También queda fuera de campo el ajedrez político. Desde poco después del comienzo, cuando un emisario informa a Allende que la Unidad Popular no lo acompaña y se entera de que Pinochet no responde sus llamadas porque está al frente del golpe, la suerte está echada. Lo real y lo imaginario, lo que sucede y lo que podría suceder, se mezclarán y confundirán irónicamente en la narración modernista que se irá desarrollando, y las pocas cosas que pasan se alternan con reflexiones en las que el presidente dice lo que el director quiere que diga.

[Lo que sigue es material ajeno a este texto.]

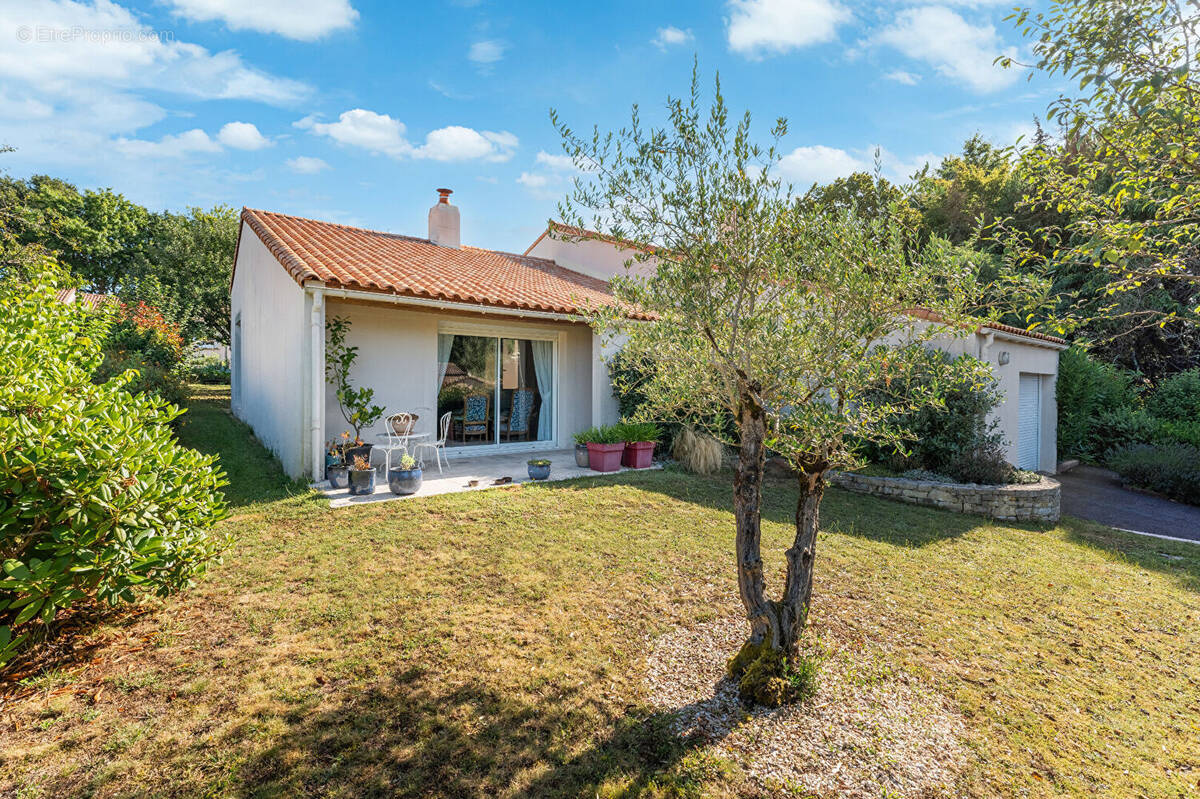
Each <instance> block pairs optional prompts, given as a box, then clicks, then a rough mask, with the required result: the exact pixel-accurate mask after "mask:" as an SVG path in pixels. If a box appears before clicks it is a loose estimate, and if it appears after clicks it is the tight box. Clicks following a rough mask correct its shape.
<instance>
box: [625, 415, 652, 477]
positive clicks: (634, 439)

La segunda decisión clave fue presentar desde el comienzo a un personaje de bata y pantuflas, que sale de la residencia presidencial con un cheque en blanco firmado en el bolsillo y con un botón abierto del saco que se pone sobre el suéter, luego de vacilar sobre cómo vestirse. El desafío podía haber sido ir levantando, desde esa estampa doméstica, la dignidad y el pensamiento de quien se convirtió en la esperanza mundial de establecer democráticamente el socialismo. Pero eso no pasa de algunos chispazos. Hasta queda sin peso dramático la interrogante que persiste en relación con las últimas horas de Allende, por más que la ciencia forense lo aclare: ¿se suicidó o lo mataron?

Lo curioso de esta manera de ver al personaje es que pareciera justificar lo que ningún demócrata debe aceptar. Si Allende fue un bobo, aunque con buenas intenciones y lleno de dignidad, como aquí se lo retrata, el golpe habría sido una respuesta necesaria, de gente que no estuviera entrampada en un laberinto como ese. Porque consta en la historia que los militares chilenos demostraron gran voluntad y seriedad para encarcelar, torturar y asesinar con el fin de liquidar los procesos sociales, y hacerlos tan invisibles como en esta película. La otra opción es que lo hubiera hecho entonces la guerrilla –o unas fuerzas armadas supuestamente de izquierda, como las de Venezuela, en la actualidad–. El maniqueísmo de Los condenados de la tierra sigue cerrando planos mentales.

ALLENDE EN SU LABERINTO, Chile-Venezuela, 2014. Dirección y guión: Miguel Littín. Producción: Cristina Littín. Fotografía: Cristián Petit-Laurent. Montaje: Rudolfo Wedeles. Sonido: Frank Rojas, Mauricio López, Mauricio Castañeda. Música: Juan Cristóbal Meza. Diseño de producción: Carlos Garrido. Dirección de arte: Sebastián Accorci, Yuruaní Rodríguez. Elenco: Daniel Muñoz, Aline Küppenheim, Horacio Videla, Juvel Vielma, Gustavo Camacho, Roque Valero. Distribución: Cines Unidos.